Still, they have avoided directly criticizing U.S. officials, pointing to the huge logistical task of organizing the emergency response.

"We all have these terrible images before our eyes," Chancellor Gerhard Schroeder said in a speech to parliament Wednesday. "We stand in these days in real solidarity with our friends and above all with the victims."

More than 90 countries have offered assistance to hurricane victims, and "any offers of support that could potentially benefit" them have been accepted, State Department spokesman Sean McCormack said in Washington.

"There is a process of matching needs with expertise and the donations that have been made," he said.

Russia will send an estimated $760,000 worth of humanitarian aid in three planes scheduled to begin leaving Moscow as early as Wednesday for Arkansas, said Sergei Vlasov, spokesman for the Emergency Situations Ministry. That aid includes 121 tents, 4,000 blankets and 10,000 food packages, he said.

Michael McKinley, an expert in international relations at the Australian National University, said some aid offers were coming from countries that can ill afford to make them, and Washington should turn them down.

Sri Lanka, which was among the hardest hit nations in the Indian Ocean tsunami in December, has already donated $25,000 to the Red Cross. Afghanistan has pledged $100,000 while Bangladesh, one of the world's poorest countries often plagued by devastating flooding, offered $1 million.

Such offers "can only be political gestures," McKinley said.

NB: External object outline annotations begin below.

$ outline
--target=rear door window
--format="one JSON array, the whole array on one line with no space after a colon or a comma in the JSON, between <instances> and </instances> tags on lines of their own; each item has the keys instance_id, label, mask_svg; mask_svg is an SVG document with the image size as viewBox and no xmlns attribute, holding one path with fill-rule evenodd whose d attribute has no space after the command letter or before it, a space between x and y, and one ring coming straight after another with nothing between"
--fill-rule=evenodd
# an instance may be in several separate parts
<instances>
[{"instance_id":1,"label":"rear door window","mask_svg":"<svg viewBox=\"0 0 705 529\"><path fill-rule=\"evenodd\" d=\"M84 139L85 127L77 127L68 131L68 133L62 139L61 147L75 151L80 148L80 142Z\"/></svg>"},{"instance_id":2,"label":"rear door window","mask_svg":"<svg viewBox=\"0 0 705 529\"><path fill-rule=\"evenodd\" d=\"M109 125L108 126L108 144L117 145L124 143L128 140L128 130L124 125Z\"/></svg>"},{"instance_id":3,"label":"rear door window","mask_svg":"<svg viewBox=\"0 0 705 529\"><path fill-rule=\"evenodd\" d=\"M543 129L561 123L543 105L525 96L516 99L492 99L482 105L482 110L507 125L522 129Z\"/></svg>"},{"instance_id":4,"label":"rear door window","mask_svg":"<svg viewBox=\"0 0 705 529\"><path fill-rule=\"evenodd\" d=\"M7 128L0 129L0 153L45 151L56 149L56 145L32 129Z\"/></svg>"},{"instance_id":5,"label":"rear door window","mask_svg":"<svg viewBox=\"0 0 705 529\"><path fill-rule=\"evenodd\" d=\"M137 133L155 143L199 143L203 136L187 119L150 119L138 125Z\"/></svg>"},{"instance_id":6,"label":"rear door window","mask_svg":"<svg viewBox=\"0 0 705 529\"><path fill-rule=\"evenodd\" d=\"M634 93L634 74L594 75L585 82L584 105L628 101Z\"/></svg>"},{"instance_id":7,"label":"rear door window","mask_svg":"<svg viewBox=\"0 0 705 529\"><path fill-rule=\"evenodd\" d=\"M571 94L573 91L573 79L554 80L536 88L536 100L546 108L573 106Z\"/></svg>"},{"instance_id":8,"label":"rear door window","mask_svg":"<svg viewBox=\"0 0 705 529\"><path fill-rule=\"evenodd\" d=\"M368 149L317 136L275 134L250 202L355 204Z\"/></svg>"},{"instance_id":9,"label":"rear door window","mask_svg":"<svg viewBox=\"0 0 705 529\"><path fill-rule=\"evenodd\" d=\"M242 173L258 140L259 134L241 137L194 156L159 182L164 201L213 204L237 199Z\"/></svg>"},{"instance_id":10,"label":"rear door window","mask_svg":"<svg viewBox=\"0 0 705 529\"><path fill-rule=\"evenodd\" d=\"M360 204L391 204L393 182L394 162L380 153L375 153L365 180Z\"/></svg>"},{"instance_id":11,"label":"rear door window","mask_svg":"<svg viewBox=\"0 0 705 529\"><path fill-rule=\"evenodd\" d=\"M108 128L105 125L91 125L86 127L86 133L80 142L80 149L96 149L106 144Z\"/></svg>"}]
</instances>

"Afghanistan? Give us a break. The place is rubble," he said. "Any money it has should not be sent to the United States.

"It would not surprise me if somebody at the State Department or White House says, 'Thanks for the gesture, but spend it on your own,"' McKinley said.

In past disasters, the international community has pledged millions of dollars but eventually only paid up a fraction of what they offered.

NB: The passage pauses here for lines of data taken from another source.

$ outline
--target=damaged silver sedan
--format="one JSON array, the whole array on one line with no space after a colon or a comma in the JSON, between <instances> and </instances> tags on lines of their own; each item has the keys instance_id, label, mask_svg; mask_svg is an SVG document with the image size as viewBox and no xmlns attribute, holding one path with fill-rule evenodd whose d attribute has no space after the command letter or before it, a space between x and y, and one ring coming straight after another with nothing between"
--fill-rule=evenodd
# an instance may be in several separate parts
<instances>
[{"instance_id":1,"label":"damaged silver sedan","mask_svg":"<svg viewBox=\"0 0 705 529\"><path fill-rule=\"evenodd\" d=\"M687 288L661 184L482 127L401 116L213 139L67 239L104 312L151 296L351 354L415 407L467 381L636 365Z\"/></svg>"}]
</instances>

A year after more than $1 billion was promised for the Iranian city of Bam, where 26,000 were killed in a December 2003 earthquake, Tehran said it had received only $17.5 million.

Countries pledging aid to the Katrina disaster appear to be making good on the promises when they can.

The American Red Cross said on its Web site that, as of Sept. 6, it has received $409.2 million in gifts and pledges for the hurricane relief effort. The organization did not say how much of that came from overseas.

In China, a plane carrying 100 tons of tents, bedding and generators for hurricane victims took off Wednesday bound for Little Rock, Ark., said Wang Hanjiang, director of the foreign aid department of the Commerce Ministry.

China also delivered the $5 million donation it promised last week, the Foreign Ministry said.

Australia, one of Washington's staunchest allies, has dispatched three disaster management experts to help their American counterparts by sharing knowledge they gained in Indonesia in the aftermath of the Dec. 26 tsunami.

Singaporean troops who had been on a training mission in Texas have scrambled to Louisiana and are using four CH-47 Chinook helicopters to ferry refugees, rescuers and supplies, the Defense Ministry said.